Reimbursement for deposits paid as a result of another party’s default Often in arbitrations, the claimant can find itself in a position where the respondent refuses and/or fails to pay its share of the costs of the arbitration. This then often leads to the claimant having to pay the respondent’s share, in addition to its own share, in order to progress the arbitration. This can be a very frustrating element in international arbitration. The SIAC Rules 2016, under Rule 26, now seek to address this type of situation by giving the Tribunal the power to make an order or award that gives reimbursement of unpaid deposits towards the costs of the arbitration, where one party has had to pay the other’s share of the deposits on behalf of that party.
Early dismissal of Claim(s) and Defence(s) A common complaint about arbitration proceedings is that eliminating unmeritorious or frivolous points made by another party quickly and early is often difficult. Often a party will find that frustrating points made by its opponent, that it believes are without any merit, are still on the table right through to the final hearing, causing it to incur substantial time and costs dealing with them.
SIAC has now brought in a procedure that may assist in addressing such a problem. Under Rule 28 of the SIAC Rules 2016, there will be a procedure akin to a summary judgment and/or strike-out application. Parties can now apply for a dismissal of a claim(s) or defence(s) within 30 days of the constitution of the Tribunal. Thereafter, the Tribunal will issue its decision on the application for dismissal within 60 days of the filing of the application. The Tribunal retains a discretion to determine whether the dismissal application itself is unmeritorious.
This is a welcome addition to the SIAC procedure, as it provides an efficient process for a party to use to address any frivolous or wholly unmeritorious points made by another at an early stage, which will hopefully lead to significant savings of time and costs.
Improvements in the efficiency of the Emergency Arbitration procedure Rule 29 and Schedule 1 of the SIAC Rules 2016 now provide that an Emergency Arbitrator will be appointed within just one day (as opposed to the previous position of one business day) of receipt by the Registrar of the application for emergency interim relief, and the requisite fees and deposits.
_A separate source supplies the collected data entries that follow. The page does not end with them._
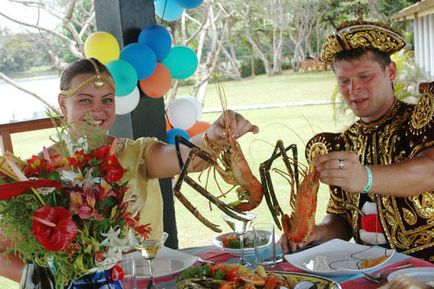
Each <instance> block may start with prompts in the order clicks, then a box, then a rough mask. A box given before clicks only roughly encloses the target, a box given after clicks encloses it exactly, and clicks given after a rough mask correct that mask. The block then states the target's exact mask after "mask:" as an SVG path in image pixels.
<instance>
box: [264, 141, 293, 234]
mask: <svg viewBox="0 0 434 289" xmlns="http://www.w3.org/2000/svg"><path fill="white" fill-rule="evenodd" d="M290 149H292V154H293V158H294V162H295V163H296V162H297V146H296V145H295V144H291V145H290V146H288V147H287V148H285V147H284V145H283V142H282V141H281V140H278V141H277V142H276V146H275V147H274V150H273V153H272V155H271V157H270V158H269V159H268V160H266V161H265V162H263V163H261V165H260V167H259V171H260V176H261V182H262V186H263V191H264V195H265V200H266V202H267V205H268V208H269V210H270V212H271V215H272V216H273V220H274V222H275V224H276V226H277V227H278V228H279V229H282V226H281V224H280V220H279V216H282V215H283V211H282V209H281V207H280V205H279V202H278V201H277V198H276V193H275V192H274V188H273V184H272V181H271V176H270V169H271V166H272V164H273V162H274V160H276V159H277V158H279V157H282V159H283V162H284V164H285V166H286V168H287V170H288V173H289V174H291V175H294V178H295V181H296V186H297V187H298V167H297V166H295V167H294V170H293V169H292V166H291V162H290V161H289V157H288V155H287V154H286V152H287V151H289V150H290ZM293 191H294V188H293V187H291V194H292V193H293Z"/></svg>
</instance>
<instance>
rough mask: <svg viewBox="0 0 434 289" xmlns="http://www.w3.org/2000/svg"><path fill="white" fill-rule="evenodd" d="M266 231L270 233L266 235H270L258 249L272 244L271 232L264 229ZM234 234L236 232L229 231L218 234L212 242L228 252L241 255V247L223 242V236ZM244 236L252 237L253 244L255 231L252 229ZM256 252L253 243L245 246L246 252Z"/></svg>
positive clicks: (251, 237)
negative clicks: (220, 233) (271, 242)
mask: <svg viewBox="0 0 434 289" xmlns="http://www.w3.org/2000/svg"><path fill="white" fill-rule="evenodd" d="M264 233H265V234H268V235H267V236H266V237H268V241H267V243H266V244H264V245H261V246H258V249H263V248H266V247H268V246H269V245H270V244H271V238H270V235H271V233H270V232H265V231H264ZM232 234H234V233H233V232H229V233H222V234H220V235H217V236H215V237H214V238H213V240H212V243H213V244H214V246H216V247H219V248H220V249H222V250H223V251H225V252H227V253H231V254H234V255H240V254H241V251H240V249H234V248H226V247H223V243H222V240H223V238H224V237H226V236H229V235H232ZM244 238H247V239H250V240H251V243H252V244H253V231H251V230H249V231H247V232H246V234H245V236H244ZM254 253H255V248H254V247H253V245H251V246H245V247H244V254H254Z"/></svg>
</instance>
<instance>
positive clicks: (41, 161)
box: [24, 155, 48, 177]
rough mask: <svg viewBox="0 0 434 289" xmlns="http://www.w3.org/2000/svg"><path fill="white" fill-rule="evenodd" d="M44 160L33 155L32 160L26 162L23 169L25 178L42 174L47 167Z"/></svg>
mask: <svg viewBox="0 0 434 289" xmlns="http://www.w3.org/2000/svg"><path fill="white" fill-rule="evenodd" d="M47 163H48V162H47V161H46V160H45V159H41V158H39V157H38V156H35V155H33V156H32V158H30V159H28V160H27V166H26V167H25V169H24V174H25V175H26V177H33V176H37V175H40V174H41V173H43V172H44V168H45V166H46V165H47Z"/></svg>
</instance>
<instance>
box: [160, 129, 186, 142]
mask: <svg viewBox="0 0 434 289" xmlns="http://www.w3.org/2000/svg"><path fill="white" fill-rule="evenodd" d="M177 135H179V136H182V137H184V138H185V139H190V136H189V135H188V134H187V132H186V131H185V130H183V129H179V128H172V129H170V130H168V131H167V132H166V142H167V143H168V144H175V136H177Z"/></svg>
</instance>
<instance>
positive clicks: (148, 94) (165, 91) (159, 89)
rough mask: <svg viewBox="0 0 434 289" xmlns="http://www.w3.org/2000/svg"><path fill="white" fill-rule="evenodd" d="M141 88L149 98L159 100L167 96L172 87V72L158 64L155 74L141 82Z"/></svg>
mask: <svg viewBox="0 0 434 289" xmlns="http://www.w3.org/2000/svg"><path fill="white" fill-rule="evenodd" d="M139 85H140V88H141V89H142V91H143V92H144V93H145V94H146V95H147V96H149V97H152V98H159V97H162V96H163V95H165V94H166V92H167V91H168V90H169V89H170V86H171V85H172V76H171V75H170V71H169V70H168V69H167V68H166V66H164V65H163V64H161V63H157V67H156V68H155V71H154V73H152V74H151V76H149V77H148V78H145V79H142V80H140V81H139Z"/></svg>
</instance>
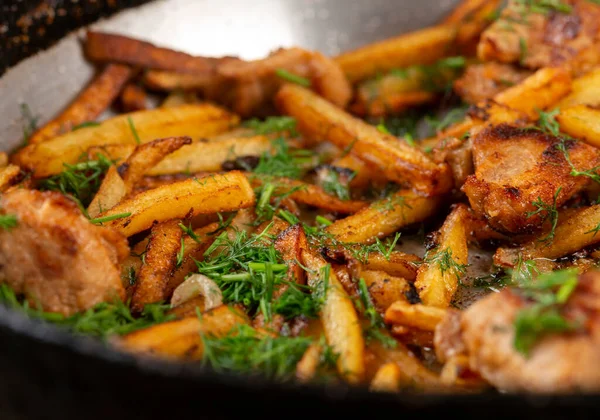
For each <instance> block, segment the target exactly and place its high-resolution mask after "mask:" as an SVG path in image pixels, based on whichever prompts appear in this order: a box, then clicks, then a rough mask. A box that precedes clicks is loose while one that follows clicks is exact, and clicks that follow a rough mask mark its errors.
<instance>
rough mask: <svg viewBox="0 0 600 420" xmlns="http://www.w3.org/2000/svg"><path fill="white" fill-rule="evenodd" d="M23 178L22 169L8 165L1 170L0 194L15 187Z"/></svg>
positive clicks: (15, 165) (13, 166)
mask: <svg viewBox="0 0 600 420" xmlns="http://www.w3.org/2000/svg"><path fill="white" fill-rule="evenodd" d="M20 178H21V168H19V167H18V166H17V165H10V164H9V165H8V166H5V167H4V168H1V169H0V193H3V192H5V191H6V190H7V189H8V188H10V187H12V186H13V185H15V184H16V183H17V182H18V181H19V179H20Z"/></svg>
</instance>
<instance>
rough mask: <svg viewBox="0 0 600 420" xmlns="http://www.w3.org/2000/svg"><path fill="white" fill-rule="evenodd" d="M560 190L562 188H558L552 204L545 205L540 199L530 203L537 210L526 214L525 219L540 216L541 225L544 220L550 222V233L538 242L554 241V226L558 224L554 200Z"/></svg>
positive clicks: (560, 190)
mask: <svg viewBox="0 0 600 420" xmlns="http://www.w3.org/2000/svg"><path fill="white" fill-rule="evenodd" d="M561 189H562V187H558V189H557V190H556V192H555V193H554V197H553V199H552V204H548V203H545V202H544V201H543V200H542V199H541V197H538V198H537V200H535V201H534V202H533V203H531V205H532V206H534V207H535V208H537V210H535V211H530V212H527V214H526V216H527V218H530V217H533V216H537V215H540V217H541V218H542V223H544V222H545V221H546V220H549V221H550V232H548V234H547V235H546V236H545V237H544V238H540V242H552V241H553V240H554V235H555V233H556V232H555V231H556V225H557V224H558V209H557V207H556V200H557V199H558V195H559V194H560V191H561Z"/></svg>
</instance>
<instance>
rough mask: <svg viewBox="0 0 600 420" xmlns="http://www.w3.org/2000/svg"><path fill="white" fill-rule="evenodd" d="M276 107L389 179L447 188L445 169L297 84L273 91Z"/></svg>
mask: <svg viewBox="0 0 600 420" xmlns="http://www.w3.org/2000/svg"><path fill="white" fill-rule="evenodd" d="M276 99H277V103H278V105H279V108H280V109H281V110H282V111H283V112H284V113H286V114H289V115H292V116H293V117H295V118H296V119H297V120H298V128H299V130H300V131H301V132H302V133H303V134H305V135H307V136H309V137H312V138H315V139H318V140H322V139H325V140H329V141H330V142H332V143H333V144H335V145H336V146H338V147H339V148H341V149H347V150H350V152H351V153H353V154H355V155H357V156H358V157H360V158H361V159H363V160H365V161H366V162H368V163H370V164H371V165H373V166H376V167H379V168H381V169H382V170H383V172H384V174H385V175H386V177H387V178H388V179H389V180H390V181H394V182H399V183H404V182H410V183H411V184H412V185H413V186H414V187H415V188H416V189H418V190H419V191H422V192H425V193H427V194H439V193H444V192H446V191H448V189H449V188H451V179H450V177H449V176H448V175H449V169H448V167H447V166H446V165H445V164H441V165H438V164H436V163H434V162H433V161H431V159H429V158H428V157H427V156H426V155H425V154H424V153H423V152H421V151H420V150H418V149H416V148H414V147H411V146H409V145H408V144H407V143H406V142H404V141H402V140H400V139H398V138H396V137H394V136H392V135H389V134H385V133H382V132H380V131H379V130H377V128H376V127H374V126H371V125H369V124H367V123H366V122H364V121H362V120H359V119H357V118H355V117H353V116H351V115H350V114H347V113H346V112H344V111H343V110H341V109H339V108H337V107H335V106H334V105H332V104H330V103H329V102H327V101H326V100H324V99H322V98H320V97H318V96H317V95H315V94H314V93H312V92H311V91H309V90H307V89H304V88H302V87H300V86H293V85H286V86H284V87H283V88H282V89H281V90H280V91H279V93H278V94H277V98H276Z"/></svg>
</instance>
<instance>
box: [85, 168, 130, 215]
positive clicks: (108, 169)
mask: <svg viewBox="0 0 600 420" xmlns="http://www.w3.org/2000/svg"><path fill="white" fill-rule="evenodd" d="M126 195H127V186H126V185H125V182H124V181H123V178H121V175H119V171H118V170H117V167H116V166H115V165H112V166H111V167H110V168H108V171H106V175H104V179H103V180H102V184H100V188H99V189H98V192H97V193H96V195H95V196H94V199H93V200H92V202H91V203H90V205H89V206H88V208H87V212H88V216H90V217H91V218H92V219H93V218H95V217H98V215H99V214H100V213H102V212H103V211H106V210H110V209H112V208H113V207H114V206H116V205H117V204H118V203H119V202H120V201H121V200H122V199H123V197H125V196H126Z"/></svg>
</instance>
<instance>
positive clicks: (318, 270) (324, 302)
mask: <svg viewBox="0 0 600 420" xmlns="http://www.w3.org/2000/svg"><path fill="white" fill-rule="evenodd" d="M302 264H303V265H304V266H305V267H306V268H307V269H308V270H309V271H307V276H308V285H309V286H310V287H312V288H314V289H315V290H314V291H313V293H321V294H322V296H323V300H324V302H323V304H322V306H321V309H320V313H319V317H320V318H321V322H322V323H323V329H324V331H325V338H326V339H327V343H328V344H329V345H330V346H331V347H332V348H333V351H335V352H336V353H338V354H339V358H338V362H337V367H338V373H339V374H340V375H341V376H342V377H343V378H344V379H346V380H347V381H348V382H350V383H353V384H355V383H359V382H360V381H361V380H362V378H363V375H364V370H365V366H364V356H363V353H364V347H365V342H364V339H363V335H362V328H361V326H360V323H359V320H358V315H357V313H356V309H355V308H354V305H353V304H352V301H351V300H350V298H349V297H348V295H347V294H346V292H345V291H344V288H343V287H342V285H341V284H340V282H339V280H338V278H337V276H336V275H335V273H334V271H333V270H330V266H329V265H328V264H327V263H326V262H325V260H324V259H323V258H322V257H321V256H320V255H319V254H318V253H317V252H315V251H313V250H310V249H308V248H307V249H304V250H302Z"/></svg>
In addition, the award of interim relief must now be delivered within 14 days of the appointment of the Emergency Arbitrator.
Further, in terms of costs, SIAC has now fixed the fees of Emergency Arbitrators at SGD25,000, providing an improvement in cost certainty and efficiency for parties utilising the Emergency Arbitration procedure.
Conclusion Overall, the additions and improvements found in the SIAC Rules 2016 are welcome and appear to demonstrate that SIAC is focussing particularly on the issues of efficiency and cost effectiveness, which are of course very important factors for users of international arbitration.
Singapore is arguably now the second most important arbitration centre in the world after London, and it is clear that SIAC is looking to be proactive in adapting and improving its rules and procedures so as to remain at the forefront of what is a very competitive market.